Peki biz bu iklim krizinin neresindeyiz derseniz tercihlerimizle buna katkıda bulunduğumuzu hatırlayalım. Minimalizm ve sıfır atık gibi etiketlerin ötesinde aslında sorumlu birer tüketici olmamız gerekiyor. Howard Zinn küçük eylemlerin milyonlarca insan tarafından gerçekleştirildiğinde dünyayı değiştirebilecek bir güç haline gelebildiğini söylemişti. Bu yüzden bu köşeyi takipte kalmayı ve sorumlu birer tüketici olma yolunda adım adım ilerlemeyi unutmayın.
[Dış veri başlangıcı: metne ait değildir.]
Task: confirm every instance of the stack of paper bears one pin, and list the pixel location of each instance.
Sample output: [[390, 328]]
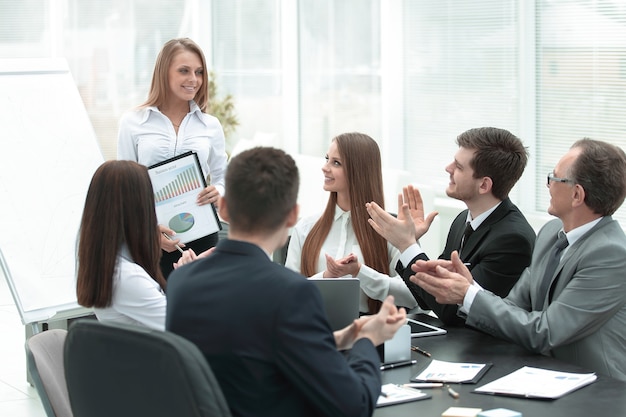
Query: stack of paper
[[452, 372], [396, 394], [537, 383]]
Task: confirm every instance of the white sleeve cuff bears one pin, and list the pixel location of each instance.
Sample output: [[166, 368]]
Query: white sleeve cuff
[[469, 297], [411, 252]]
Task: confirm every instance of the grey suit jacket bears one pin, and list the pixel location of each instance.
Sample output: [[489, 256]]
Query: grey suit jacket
[[586, 321]]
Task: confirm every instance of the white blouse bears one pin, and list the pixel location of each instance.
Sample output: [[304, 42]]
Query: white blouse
[[340, 242], [137, 298], [147, 136]]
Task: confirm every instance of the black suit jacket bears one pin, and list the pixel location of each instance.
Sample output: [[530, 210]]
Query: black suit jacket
[[264, 332], [498, 251]]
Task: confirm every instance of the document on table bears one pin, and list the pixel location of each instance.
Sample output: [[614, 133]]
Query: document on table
[[454, 372], [537, 383], [396, 394]]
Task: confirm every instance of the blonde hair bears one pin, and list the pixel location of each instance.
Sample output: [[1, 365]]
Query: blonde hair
[[159, 89]]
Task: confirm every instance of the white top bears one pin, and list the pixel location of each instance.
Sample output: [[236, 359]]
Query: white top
[[137, 298], [147, 136], [340, 242]]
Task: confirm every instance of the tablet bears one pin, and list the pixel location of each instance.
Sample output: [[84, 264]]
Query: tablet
[[421, 329], [341, 300]]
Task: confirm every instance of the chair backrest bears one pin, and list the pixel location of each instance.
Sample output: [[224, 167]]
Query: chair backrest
[[44, 357], [120, 370]]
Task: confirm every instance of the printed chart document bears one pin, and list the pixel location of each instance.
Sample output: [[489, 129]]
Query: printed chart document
[[531, 382], [452, 372], [176, 183], [396, 394]]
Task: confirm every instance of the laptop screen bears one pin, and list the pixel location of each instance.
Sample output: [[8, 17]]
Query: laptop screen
[[341, 300]]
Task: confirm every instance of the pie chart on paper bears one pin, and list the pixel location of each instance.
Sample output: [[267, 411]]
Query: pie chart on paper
[[181, 222]]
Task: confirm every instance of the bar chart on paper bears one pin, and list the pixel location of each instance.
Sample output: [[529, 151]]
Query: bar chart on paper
[[180, 184]]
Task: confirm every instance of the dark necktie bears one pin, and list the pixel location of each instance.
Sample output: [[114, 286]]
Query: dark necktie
[[553, 262], [466, 234]]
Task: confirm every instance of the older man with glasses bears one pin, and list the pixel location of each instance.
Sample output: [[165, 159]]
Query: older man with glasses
[[570, 303]]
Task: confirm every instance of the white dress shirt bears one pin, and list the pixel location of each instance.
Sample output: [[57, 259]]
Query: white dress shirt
[[137, 298], [147, 136], [340, 242]]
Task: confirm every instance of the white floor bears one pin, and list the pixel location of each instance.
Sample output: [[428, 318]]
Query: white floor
[[17, 397]]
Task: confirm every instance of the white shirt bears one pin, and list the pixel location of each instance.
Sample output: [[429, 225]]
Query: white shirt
[[415, 249], [340, 242], [147, 136], [137, 298]]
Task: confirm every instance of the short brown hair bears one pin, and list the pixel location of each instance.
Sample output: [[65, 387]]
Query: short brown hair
[[601, 170], [261, 189], [499, 155]]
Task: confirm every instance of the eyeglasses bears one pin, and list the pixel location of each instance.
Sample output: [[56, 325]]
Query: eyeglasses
[[552, 178]]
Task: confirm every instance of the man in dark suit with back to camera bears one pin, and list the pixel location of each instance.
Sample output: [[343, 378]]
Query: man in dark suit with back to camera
[[570, 302], [261, 326], [492, 235]]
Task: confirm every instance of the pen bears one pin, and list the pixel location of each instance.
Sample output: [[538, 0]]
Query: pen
[[452, 392], [169, 238], [420, 350], [423, 385], [397, 364]]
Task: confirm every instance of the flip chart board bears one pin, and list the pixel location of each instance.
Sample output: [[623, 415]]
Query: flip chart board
[[49, 154]]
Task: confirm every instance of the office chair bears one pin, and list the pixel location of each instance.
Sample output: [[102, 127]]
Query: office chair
[[44, 358], [120, 370]]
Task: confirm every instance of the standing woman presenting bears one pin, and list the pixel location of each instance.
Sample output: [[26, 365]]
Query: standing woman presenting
[[340, 242], [172, 121]]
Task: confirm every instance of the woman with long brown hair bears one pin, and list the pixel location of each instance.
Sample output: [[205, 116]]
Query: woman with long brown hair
[[119, 249], [341, 242]]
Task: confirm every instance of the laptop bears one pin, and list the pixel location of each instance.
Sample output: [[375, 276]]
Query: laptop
[[341, 300]]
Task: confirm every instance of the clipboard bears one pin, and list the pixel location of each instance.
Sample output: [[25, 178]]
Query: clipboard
[[176, 183]]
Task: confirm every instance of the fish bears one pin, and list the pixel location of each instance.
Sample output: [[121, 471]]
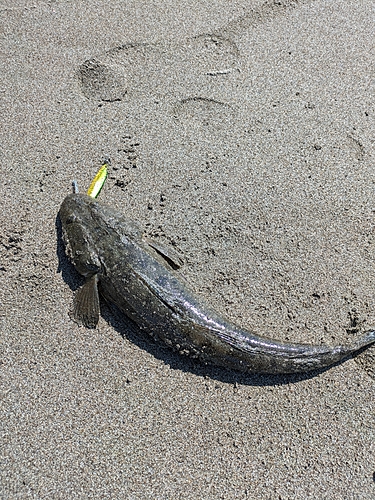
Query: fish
[[142, 278]]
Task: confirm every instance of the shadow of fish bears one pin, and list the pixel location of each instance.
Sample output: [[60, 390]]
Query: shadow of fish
[[141, 278]]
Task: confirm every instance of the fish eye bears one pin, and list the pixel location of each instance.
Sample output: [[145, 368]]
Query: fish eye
[[70, 219]]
Önce 5 basit adımla başlayalım:
Ek bir şey satın almadan yapabileceğiniz 5 şey ile büyük fark yaratabilirsiniz.
İlki, gıda alışverişi yaparken kafanızda (daha da iyisi yazarak) bir haftalık mönü oluşturarak ihtiyacınız kadar ürün alacağınızdan emin olabilirsiniz. Gıda israfı çok ciddi bir sorun, üstelik boşa giden ürünler hem üretilirken boşa enerji ve su harcanmış oluyor hem de çöplüklerde sera gazı emisyonuna neden oluyorlar.
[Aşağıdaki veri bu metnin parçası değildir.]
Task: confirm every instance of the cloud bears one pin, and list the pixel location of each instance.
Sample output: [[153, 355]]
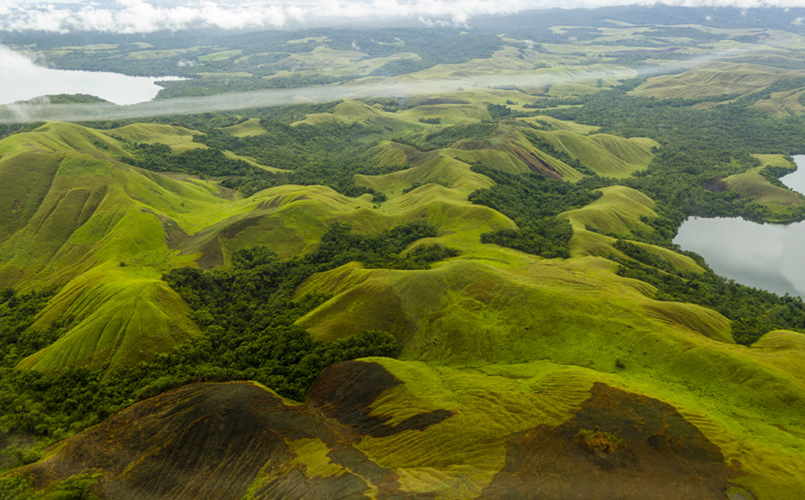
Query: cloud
[[41, 111], [145, 16]]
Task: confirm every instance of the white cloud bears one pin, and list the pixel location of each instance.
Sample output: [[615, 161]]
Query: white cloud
[[143, 16]]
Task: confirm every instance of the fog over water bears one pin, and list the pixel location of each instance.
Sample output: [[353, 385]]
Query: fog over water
[[767, 256], [22, 79]]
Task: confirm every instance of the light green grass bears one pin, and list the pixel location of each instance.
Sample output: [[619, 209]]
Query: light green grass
[[221, 55], [716, 79]]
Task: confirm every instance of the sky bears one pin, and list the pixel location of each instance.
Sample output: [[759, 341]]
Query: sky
[[145, 16]]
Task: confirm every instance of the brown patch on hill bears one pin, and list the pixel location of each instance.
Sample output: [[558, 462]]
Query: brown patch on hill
[[349, 402], [715, 185], [534, 162], [218, 440], [618, 445]]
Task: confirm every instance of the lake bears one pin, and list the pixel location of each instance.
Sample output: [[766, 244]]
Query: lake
[[21, 79], [767, 256]]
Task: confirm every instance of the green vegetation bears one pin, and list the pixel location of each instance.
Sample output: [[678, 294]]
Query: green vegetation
[[532, 201], [753, 312], [270, 244], [246, 315]]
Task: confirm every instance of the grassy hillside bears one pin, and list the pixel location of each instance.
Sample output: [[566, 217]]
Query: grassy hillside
[[516, 373]]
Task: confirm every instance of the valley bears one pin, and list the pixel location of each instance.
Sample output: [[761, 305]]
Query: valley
[[469, 291]]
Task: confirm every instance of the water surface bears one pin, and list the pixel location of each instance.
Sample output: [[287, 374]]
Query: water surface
[[767, 256], [21, 79]]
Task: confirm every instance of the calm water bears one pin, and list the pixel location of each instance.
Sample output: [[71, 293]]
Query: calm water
[[768, 256], [21, 79]]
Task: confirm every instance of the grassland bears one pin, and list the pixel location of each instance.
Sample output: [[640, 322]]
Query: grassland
[[500, 342]]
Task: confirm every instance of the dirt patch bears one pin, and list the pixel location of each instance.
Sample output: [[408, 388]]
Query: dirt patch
[[618, 445], [215, 440], [349, 403], [535, 164]]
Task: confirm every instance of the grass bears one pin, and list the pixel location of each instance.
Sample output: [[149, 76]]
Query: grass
[[607, 155], [716, 79], [480, 336], [504, 340], [115, 319]]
İkinci değişim yine gıda israfını önlemek için; buzdolabında veya kilerde gerekiyorsa ürünlerin kaplarına tarih atarak önce aldığınızı şeyleri ilk kullanarak stok yapılan malzemeler varsa hepsini zamanında tüketebilirsiniz. İlk alınan ilk tüketilmeli (first in first out)
Üçüncü olarak, yumuşayan meyvelerden ya da diriliğini kaybeden sebzelerden yapabileceğiniz basit tarifler öğrenerek ev halkına taze tüketilmesi çok cazip gelmeyen bu gıdaları farklı şekillerde sunabilirsiniz. Gıdaların görselliği iştah üzerinde etkili, meyvelerden meyve suyu, smoothie ya da keke harç yapmak, sebzelerden çorba yapmak aklıma ilk gelen öneriler.
Dördüncüsü en basiti; yiyeceğiniz yemekten fazlasına ‘Hayır’ demek. Mesela misafirlikte veya başka bir etkinlikte tabağınıza yemeyeceğiniz şeyleri sırf ayıp olmasın diye almayarak yine gıdanın israf olmasını engelleyebilirsiniz.
Son olaraksa hediye seçiminizi değiştirerek doğaya katkıda bulunabilirsiniz. Mesela sevdiklerinizin doğum günlerinde onlar adına fidan dikerek sera gazının azaltımına destekte bulunabilirsiniz.
Bu 5 öneri arasında halihazırda yaptıklarınız ya da yapmayı planladıklarınız neler?